Our society encourages people to push their limits, and there is no out for people with mental illness. Our society claims over and over that we must “push the envelope,” “take risks,” and “do what scares us.” There is no societal pressure to “respect your limits” or “live the way you feel comfortable.” And maybe that’s good for the general population, I can’t say, but what I can say is that it’s terrible advice for people with mental illness. With serious mental illness, pushing your limits is a mistake.

Pushing Your Limits

I don’t have anything against pushing your limits, in theory. I have done it many times. Jumping out of a plane, for example, pushes every limit I know. But while I had a mental illness at the time, I wasn’t nearly as sick as I am today. Today, I would be emotionally mauled by a skydive. Physically, sure, I could jump out of a plane, deploy the chute, and probably even land with ankles intact, but once I was done, it would affect my mental illness to no end. I suspect it would take a week to recover — and that’s assuming nothing really bad happened. If the skydive caused a mood episode, it’s anyone’s guess as to how long it would take to recover from that.

Now, maybe it’s the case no one would jump out of a plane without the message to “push your limits,” and maybe that’s okay — if you don’t have a serious mental illness.
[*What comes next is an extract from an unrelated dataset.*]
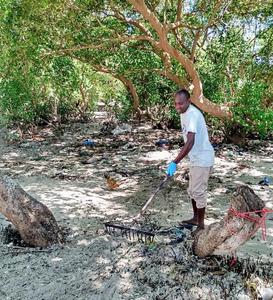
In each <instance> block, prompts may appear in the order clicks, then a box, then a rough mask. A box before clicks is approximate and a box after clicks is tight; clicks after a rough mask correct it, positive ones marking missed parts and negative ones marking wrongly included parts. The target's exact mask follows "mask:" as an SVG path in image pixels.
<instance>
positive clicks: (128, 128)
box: [112, 124, 132, 135]
mask: <svg viewBox="0 0 273 300" xmlns="http://www.w3.org/2000/svg"><path fill="white" fill-rule="evenodd" d="M131 131H132V126H131V125H129V124H122V125H120V126H117V127H116V128H115V129H114V130H112V134H113V135H119V134H124V133H127V132H131Z"/></svg>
Pushing Your Limits with a Mental Illness

If you have a mental illness, pushing your limits is a bad idea. Limits protect people with mental illness. Limits protect people with mental illness from their mental illness. They are extremely important. I know that my own limits relating to bipolar disorder include (but are not limited to):

  • Maintaining a strict sleep schedule every day
  • Eating regularly
  • Ensuring I reach out to others on a regular basis
  • Keeping all medical appointments
  • Always taking my medication as prescribed
  • Working limited hours
  • Avoiding stressful situations whenever possible
  • Staying away from drugs and alcohol

And make no mistake about it, if I push these limits, my mental illness will get worse. Maintaining a strict sleep schedule is the one that affects me the most and the fastest. If I veer from my schedule, my mood will destabilize within maybe two days. Depending on the severity of the limit-pushing, I might be sick the very next day. I know this. I have lived this. I have learned this the hard way.
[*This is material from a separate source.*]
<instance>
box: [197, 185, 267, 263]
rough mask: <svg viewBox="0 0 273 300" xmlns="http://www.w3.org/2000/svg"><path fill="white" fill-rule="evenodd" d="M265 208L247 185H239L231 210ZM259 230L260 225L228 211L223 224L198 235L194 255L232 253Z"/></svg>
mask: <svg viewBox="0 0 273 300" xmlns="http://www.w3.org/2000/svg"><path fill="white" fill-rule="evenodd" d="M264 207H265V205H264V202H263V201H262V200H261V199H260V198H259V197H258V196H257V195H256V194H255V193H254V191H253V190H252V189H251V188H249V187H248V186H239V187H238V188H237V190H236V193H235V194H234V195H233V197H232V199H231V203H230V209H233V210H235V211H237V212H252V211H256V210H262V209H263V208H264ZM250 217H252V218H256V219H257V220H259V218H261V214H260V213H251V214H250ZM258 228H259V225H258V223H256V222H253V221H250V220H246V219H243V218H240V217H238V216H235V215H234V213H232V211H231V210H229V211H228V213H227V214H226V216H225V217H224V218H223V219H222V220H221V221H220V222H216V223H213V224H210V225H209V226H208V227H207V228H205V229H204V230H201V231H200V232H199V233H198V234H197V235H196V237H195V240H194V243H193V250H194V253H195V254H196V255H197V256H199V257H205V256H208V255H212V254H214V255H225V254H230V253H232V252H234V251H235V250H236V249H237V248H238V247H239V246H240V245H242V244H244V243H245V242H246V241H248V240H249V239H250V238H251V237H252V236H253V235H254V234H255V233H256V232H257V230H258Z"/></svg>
I am not the only one, either. People with mental illness have told me over and over that pushing their limits has done everything, from harming them a little to putting them in the hospital. It’s a high-stakes game when you have a serious mental illness.

Pressure to Push Your Limits with a Mental Illness

The trouble is, as I said, society values pushing your limits. Society says we should be “living on the edge, or we’re taking up too much space.” In spite of all the talk about self-care, society still eschews respecting personal limits. We are all supposed to be working 80-hour weeks, “playing hard,” and “having it all.”

People with mental illness cannot do those things, but that doesn’t mean we don’t feel the pressure to do them, just like everyone else.

This pressure tends to cause misery because if we bow to it, we get sick, but if we don’t, we feel like lazy losers not living up to our potential and missing out on life.

With Mental Illness, Pushing Your Limits Is a Mistake, No Matter What

So, understanding that we’re expected to push our limits, even with mental illness, and understanding that this pressure is a negative force for most of us, we need to be stronger than this societal message. Surviving mental illness demands that we be strong in a myriad of ways, and this is just one more. We have to be able to stand up to this pressure and for ourselves and state that our health is more important than this adrenaline-fueled, immature notion. We must remember and be clear about the fact that just because other people in this society can live that way, it doesn’t mean people with illnesses can do it right alongside them. I suppose it’s indicative of the fact that society is simply not built for disabled people. This is obvious. Its full impact on us, though, often isn’t.

It’s unfair that this is yet another way we must be strong, but it just is. It’s just what we must be in order to live our best lives. Because our goal needs to be living our best lives, not the best lives described by a society that doesn’t care about us.

P.S. As a quick note, sometimes gently brushing up against your limits is okay. Sometimes gently testing them is okay. This is not the same as the societal message, however, which suggests obliterating them.